Vivian Voss

Redis: The One-Thread Design

architecture performance

By Design ■ Episode 4

In 2009, Salvatore Sanfilippo had a problem. His startup, LLOOGG, offered real-time web analytics at a moment when Google Analytics did not provide it. This was not a minor differentiator. It was the entire product. Website owners could watch their visitors arrive, right now, which required performing hundreds of list push and pop operations per second, each demanding an immediate response.

MySQL could not keep up. The architecture was not wrong, precisely. It was simply built for a different problem. So Sanfilippo, working from his home in Sicily, prototyped a memory-based database in Tcl, roughly three hundred lines, and called it LMDB: LLOOGG Memory Database. The prototype worked. He rewrote it in C. He named the result Redis: Remote Dictionary Server.

He made it single-threaded. Deliberately.

The Complaint

"Redis runs on one thread. Modern servers have 64, 96, even 128 cores. Redis uses exactly one. That is a serious architectural limitation."

One does hear this. Usually from someone who has just provisioned a 64-core server, pointed a single Redis instance at it, and noticed that the other 63 cores are contributing nothing whatsoever to the enterprise. The complaint is coherent. The conclusion it implies, that Redis should therefore be multi-threaded, is not.

The Design

The choice was explicit. Sanfilippo built Redis around an event loop, kqueue on BSD and macOS, epoll on Linux, with select as a portable fallback, that processes commands sequentially. One command at a time. When a command arrives, it executes. When it completes, the next begins. No locking. No mutexes. No context switches between executions. No possibility of two operations corrupting shared state simultaneously.

This is not a limitation of ambition. It is a consequence of understanding where the bottleneck actually lives.

In a memory-first system, the bottleneck is not computation. It is contention. Multi-threading does not eliminate work. It adds coordination overhead on top of it. Consider what the threading model actually costs:

The Coordination Tax CPU cycles per operation (scale compressed; bars not linear) Redis GET / SET ~5 cycles Cache line transfer 100–300 cycles Uncontended mutex 100–1,000 cycles Context switch 2,000–8,000 cycles Contested mutex 10,000+ cycles Redis eliminates rows 2 through 5 entirely. There is no mutex to acquire. There is no thread to wake. There is no cache line to transfer.

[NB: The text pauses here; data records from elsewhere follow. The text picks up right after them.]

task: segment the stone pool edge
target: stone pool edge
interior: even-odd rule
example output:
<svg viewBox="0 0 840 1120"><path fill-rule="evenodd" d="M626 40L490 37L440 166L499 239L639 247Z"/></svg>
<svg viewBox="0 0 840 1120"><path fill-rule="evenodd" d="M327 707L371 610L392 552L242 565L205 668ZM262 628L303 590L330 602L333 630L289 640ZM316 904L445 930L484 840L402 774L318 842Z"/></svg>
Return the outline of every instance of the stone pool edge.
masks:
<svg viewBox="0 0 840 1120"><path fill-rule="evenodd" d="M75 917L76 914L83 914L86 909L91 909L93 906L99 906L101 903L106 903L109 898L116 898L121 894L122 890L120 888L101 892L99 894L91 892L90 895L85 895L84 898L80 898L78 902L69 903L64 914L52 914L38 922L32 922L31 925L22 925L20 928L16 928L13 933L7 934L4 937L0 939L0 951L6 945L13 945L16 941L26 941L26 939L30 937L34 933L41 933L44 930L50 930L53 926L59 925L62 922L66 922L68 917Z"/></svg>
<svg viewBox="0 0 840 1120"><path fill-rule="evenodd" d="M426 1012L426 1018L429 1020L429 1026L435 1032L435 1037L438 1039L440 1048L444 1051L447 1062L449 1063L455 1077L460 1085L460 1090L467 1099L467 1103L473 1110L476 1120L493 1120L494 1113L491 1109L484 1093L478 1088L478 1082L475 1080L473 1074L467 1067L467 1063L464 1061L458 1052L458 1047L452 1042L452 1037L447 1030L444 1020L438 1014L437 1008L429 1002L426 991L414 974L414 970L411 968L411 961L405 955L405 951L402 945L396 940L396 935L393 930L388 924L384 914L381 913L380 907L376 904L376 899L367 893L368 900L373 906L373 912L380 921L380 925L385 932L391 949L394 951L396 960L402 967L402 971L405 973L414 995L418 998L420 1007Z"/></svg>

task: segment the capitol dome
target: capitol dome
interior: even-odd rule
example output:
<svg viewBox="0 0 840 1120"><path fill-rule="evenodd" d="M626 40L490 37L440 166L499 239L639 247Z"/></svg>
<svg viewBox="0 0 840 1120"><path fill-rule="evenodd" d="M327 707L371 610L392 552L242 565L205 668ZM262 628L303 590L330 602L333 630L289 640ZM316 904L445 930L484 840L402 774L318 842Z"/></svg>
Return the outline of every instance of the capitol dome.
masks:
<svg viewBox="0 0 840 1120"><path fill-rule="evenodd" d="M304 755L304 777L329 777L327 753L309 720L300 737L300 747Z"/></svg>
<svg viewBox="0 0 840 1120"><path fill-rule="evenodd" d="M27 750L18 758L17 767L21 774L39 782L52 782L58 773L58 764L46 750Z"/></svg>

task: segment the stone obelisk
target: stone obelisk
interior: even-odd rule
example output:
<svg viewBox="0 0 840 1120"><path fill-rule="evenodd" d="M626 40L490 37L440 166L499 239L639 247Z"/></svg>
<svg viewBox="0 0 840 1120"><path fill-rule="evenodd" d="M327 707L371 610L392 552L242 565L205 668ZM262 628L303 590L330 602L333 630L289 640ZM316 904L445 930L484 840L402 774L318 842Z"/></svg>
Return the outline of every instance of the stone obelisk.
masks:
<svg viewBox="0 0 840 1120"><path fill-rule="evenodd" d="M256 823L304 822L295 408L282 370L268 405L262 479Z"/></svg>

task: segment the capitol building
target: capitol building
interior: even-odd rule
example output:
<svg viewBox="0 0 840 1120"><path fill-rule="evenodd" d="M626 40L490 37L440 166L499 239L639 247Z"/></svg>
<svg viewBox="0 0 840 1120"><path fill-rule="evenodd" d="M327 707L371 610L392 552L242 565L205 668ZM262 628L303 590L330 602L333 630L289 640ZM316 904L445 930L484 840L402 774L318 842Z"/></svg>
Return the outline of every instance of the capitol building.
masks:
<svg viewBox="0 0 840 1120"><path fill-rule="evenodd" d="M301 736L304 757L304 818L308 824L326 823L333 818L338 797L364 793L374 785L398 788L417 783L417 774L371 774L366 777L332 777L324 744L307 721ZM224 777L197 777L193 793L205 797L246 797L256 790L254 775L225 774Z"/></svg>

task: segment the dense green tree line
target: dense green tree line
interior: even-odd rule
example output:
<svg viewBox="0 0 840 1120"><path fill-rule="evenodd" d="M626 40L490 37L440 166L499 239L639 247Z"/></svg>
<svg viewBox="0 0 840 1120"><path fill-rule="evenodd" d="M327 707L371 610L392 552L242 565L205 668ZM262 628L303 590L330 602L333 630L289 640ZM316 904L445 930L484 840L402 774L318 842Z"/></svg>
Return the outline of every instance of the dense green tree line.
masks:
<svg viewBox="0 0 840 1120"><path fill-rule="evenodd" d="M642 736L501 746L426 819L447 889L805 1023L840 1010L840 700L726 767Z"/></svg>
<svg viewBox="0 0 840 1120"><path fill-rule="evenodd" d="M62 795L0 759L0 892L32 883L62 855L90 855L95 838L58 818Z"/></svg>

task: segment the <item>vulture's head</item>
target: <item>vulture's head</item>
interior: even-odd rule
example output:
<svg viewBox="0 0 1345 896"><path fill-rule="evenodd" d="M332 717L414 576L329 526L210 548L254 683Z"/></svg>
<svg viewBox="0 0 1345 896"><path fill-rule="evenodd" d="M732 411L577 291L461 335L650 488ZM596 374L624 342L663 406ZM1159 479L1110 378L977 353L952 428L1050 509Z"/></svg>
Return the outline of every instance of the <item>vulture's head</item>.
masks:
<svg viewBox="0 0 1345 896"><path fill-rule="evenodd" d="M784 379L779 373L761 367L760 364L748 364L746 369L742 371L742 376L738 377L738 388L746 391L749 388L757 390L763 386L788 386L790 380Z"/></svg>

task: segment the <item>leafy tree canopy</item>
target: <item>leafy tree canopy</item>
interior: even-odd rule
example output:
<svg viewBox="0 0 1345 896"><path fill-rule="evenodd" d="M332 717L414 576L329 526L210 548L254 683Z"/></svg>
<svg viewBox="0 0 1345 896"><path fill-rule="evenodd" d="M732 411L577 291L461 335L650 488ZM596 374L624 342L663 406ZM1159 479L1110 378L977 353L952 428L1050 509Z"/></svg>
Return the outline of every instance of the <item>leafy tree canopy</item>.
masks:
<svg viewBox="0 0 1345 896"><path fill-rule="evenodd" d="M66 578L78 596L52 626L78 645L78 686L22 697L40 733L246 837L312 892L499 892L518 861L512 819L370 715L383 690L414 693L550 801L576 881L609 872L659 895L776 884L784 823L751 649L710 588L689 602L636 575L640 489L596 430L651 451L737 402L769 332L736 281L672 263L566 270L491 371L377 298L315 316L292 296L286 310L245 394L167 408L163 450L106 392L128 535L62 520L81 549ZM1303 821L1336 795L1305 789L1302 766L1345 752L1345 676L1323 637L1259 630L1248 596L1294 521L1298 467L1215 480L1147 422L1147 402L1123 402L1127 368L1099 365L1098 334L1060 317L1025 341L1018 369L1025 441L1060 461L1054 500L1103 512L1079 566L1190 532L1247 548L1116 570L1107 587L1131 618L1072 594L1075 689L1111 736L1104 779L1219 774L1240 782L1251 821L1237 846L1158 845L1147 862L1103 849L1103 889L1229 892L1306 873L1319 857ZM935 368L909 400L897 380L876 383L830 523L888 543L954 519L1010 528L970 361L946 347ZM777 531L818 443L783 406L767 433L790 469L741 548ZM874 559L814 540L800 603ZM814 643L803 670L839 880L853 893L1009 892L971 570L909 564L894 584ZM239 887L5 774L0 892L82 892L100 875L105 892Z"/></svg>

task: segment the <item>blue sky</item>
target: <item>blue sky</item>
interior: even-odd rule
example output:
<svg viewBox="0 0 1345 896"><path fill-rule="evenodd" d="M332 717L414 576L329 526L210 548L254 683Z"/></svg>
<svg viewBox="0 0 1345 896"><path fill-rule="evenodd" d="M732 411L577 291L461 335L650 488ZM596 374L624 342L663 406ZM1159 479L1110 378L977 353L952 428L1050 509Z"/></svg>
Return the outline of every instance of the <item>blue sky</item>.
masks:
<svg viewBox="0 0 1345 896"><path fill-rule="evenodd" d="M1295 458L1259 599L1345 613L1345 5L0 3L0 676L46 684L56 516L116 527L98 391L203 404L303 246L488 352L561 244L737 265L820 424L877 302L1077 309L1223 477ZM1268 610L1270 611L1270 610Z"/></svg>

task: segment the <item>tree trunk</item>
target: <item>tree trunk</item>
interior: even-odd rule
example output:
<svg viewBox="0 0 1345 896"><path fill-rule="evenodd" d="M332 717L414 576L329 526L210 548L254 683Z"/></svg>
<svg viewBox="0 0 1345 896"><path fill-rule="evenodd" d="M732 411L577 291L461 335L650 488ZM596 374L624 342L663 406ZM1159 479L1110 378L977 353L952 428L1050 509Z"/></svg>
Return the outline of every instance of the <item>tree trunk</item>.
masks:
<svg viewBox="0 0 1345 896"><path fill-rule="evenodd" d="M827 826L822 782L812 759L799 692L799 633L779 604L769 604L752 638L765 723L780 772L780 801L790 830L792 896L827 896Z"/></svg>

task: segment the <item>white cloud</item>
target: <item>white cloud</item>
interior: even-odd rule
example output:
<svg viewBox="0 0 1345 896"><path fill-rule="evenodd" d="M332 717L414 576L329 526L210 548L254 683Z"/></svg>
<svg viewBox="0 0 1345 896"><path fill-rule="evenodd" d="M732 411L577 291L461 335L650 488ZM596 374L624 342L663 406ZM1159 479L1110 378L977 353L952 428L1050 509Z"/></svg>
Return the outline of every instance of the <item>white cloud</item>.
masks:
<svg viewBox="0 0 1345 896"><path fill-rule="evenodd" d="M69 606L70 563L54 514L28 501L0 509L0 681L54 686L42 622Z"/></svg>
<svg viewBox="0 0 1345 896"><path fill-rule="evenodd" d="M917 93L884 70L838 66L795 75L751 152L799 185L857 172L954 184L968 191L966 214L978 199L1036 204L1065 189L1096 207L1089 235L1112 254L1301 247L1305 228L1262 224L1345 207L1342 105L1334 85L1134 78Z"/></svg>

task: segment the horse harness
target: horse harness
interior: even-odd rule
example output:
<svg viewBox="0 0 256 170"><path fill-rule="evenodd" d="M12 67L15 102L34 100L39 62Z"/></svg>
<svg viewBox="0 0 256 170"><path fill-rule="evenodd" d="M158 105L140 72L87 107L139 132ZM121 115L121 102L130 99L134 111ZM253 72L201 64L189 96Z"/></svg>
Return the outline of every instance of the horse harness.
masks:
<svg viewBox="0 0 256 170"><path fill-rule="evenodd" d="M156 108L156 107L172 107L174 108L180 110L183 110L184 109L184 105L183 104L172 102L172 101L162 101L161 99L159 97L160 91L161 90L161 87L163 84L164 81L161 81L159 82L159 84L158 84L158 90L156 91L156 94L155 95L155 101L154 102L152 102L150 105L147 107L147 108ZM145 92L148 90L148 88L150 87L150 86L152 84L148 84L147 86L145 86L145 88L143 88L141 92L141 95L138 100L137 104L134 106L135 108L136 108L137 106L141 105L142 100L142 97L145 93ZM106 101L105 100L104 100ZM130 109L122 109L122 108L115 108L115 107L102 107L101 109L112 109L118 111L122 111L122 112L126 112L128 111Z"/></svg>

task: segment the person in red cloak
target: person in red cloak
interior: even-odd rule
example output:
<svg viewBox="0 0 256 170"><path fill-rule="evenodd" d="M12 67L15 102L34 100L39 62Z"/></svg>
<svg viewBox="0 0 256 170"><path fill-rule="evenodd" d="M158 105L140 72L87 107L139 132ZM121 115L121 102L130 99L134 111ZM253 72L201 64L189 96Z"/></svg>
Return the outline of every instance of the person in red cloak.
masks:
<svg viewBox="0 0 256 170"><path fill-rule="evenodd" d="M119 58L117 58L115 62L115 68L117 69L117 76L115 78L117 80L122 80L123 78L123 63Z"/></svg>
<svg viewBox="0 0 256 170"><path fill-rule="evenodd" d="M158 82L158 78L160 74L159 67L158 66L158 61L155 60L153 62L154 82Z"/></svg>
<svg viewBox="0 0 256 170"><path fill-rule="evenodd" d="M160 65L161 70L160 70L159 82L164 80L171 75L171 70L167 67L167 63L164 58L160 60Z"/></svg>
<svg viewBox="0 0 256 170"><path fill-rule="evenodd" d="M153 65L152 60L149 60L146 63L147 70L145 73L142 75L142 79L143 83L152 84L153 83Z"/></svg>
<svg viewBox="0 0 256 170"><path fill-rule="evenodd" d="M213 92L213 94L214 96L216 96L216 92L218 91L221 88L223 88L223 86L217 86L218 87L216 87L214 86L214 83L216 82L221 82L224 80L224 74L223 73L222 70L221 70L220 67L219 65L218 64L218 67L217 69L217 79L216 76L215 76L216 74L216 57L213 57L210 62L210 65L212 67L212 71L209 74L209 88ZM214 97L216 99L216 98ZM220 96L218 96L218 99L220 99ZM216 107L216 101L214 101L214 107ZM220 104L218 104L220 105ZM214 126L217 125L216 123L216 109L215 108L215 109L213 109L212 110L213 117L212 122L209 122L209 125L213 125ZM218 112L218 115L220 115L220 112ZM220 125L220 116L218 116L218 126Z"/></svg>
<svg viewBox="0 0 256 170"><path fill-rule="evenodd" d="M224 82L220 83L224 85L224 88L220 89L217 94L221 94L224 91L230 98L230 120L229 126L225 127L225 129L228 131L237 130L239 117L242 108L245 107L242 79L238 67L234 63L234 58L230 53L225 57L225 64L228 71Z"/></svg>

Redis operates entirely in memory. A GET or SET completes in microseconds. At that speed, the overhead of coordinating multiple threads is not a rounding error. It is a significant fraction of the operation itself. By removing threads from command execution entirely, Redis removes the cost of coordinating them. The event loop provides I/O multiplexing without the overhead of one thread per connection. Sequential execution eliminates lock contention by making contention structurally impossible. The simplicity is the performance.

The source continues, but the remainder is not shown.